Date 10 September 2017
Event ESMO 2017 Congress
Session Endocrine and neuroendocrine tumours
Topics Neuroendocrine Cancers
Endocrine Cancers
Translational Research
Presenter Jaume Capdevila
Citation Annals of Oncology (2017) 28 (suppl_5): v142-v157. 10.1093/annonc/mdx368
Authors J. Capdevila1, F. Mancuso2, S. Landolfi3, F. Salva4, C. Miguel5, P. Jiménez-Fonseca6, R. Garcia-Carbonero7, C. López López8, A. Casteras9, T. Sauri Nadal1, P. Nuciforo10, A. Vivancos2, I. Matos1
  • 1Medical Oncology, Vall d'Hebron University Hospital. Vall Hebron Institute of Oncology (VHIO), 08035 - Barcelona/ES
  • 2Cancer Genomics Group, Vall d´Hebron Institute of Oncology, 08035 - Barcelona/ES
  • 3Anatomic Pathology Department, Vall d'Hebron Hospital, 08035 - Barcelona/ES
  • 4Medical Oncology, Mataró Hospital, Barcelona/ES
  • 5Pathology, H. U. Central de Asturias, Oviedo/ES
  • 6Medical Oncology, H. U. Central de Asturias, 33011 - Oviedo/ES
  • 7Medical Oncology Department, University Hospital 12 De Octubre, 28041 - Madrid/ES
  • 8Oncology, Hospital Universitario Marqués de Valdecilla, Santander/ES
  • 9Endocrinology, Vall d'Hebron University Hospital, 08035 - Barcelona/ES
  • 10Molecular Oncology Group, Vall d´Hebron Institute of Oncology, 08035 - Barcelona/ES

Abstract

Background

Neuroendocrine neoplasms (NENs) are a heterogeneous group of tumors with different prognosis. Clinical and pathological factors are used to predict outcome but there are some patients that have a poor outcome even with good classical prognostic factors. We aimed to define a different RNA expression profile (EP) that could detect patients with worse prognosis and identify possible targetable new pathways.

Methods

We identified 48 paraffin-embedded archival tumor material of patients with metastatic grade 1/2 NENs of small intestine origin for RNAseq. We generated on average 66 million paired-end reads for each sample on HiSeq2500 (Illumina). RNAseq reads were mapped against the human reference genome (hg19) with Tophat (v2.0.14) and quantified using Cufflinks tools suite (v.2.2.1). 41 samples had sufficient quality to be included in the analysis. We used multivariate Cox proportional models to study the association between EP, clinical variables (gender, age, location of metastases, hormone production and Ki67 index) and overall survival (OS). We defined as poor outcome those patients that died within the first 3 years of the diagnosis of advanced disease.

Results

9348 transcripts were quantified. A gene signature of 329 transcripts was defined by a two-way statistical analysis between poor and long term survivors. A pathway enrichment analysis of these genes showed a deregulation in the poor prognosis group on the PI3KCA-Akt-mTOR and the Toll-like receptor signaling pathways. The hazard ratio (HR) for mOS defined by EP comparing poor and long term survivor groups was 0.33, 95% CI 0.1-1.1, p = 0.081 in the univariate analysis and HR of 0.05, 95% CI 0.005-0.51, p = 0.011 in the multivariate analysis.

Conclusions

We identified statistically different RNA-clusters and different deregulated pathways for those patients with advanced NENs of small intestine origin with poor prognosis. To our knowledge, this is the first time that Toll-like pathway is involved in the pathogenesis of NENs.

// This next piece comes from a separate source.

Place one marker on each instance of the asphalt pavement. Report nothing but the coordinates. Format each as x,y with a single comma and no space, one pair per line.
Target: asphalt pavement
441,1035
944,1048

These results are relevant as they may help improve the prognosis stratification of patients and involve novel targetable pathways of great clinical potential.

Clinical trial identification

Legal entity responsible for the study

Vall d’Hebron Institute of Oncology

Funding

Spanish Task Force for Neuroendocrine and Endocrine Tumors (GETNE)

Disclosure

All authors have declared no conflicts of interest.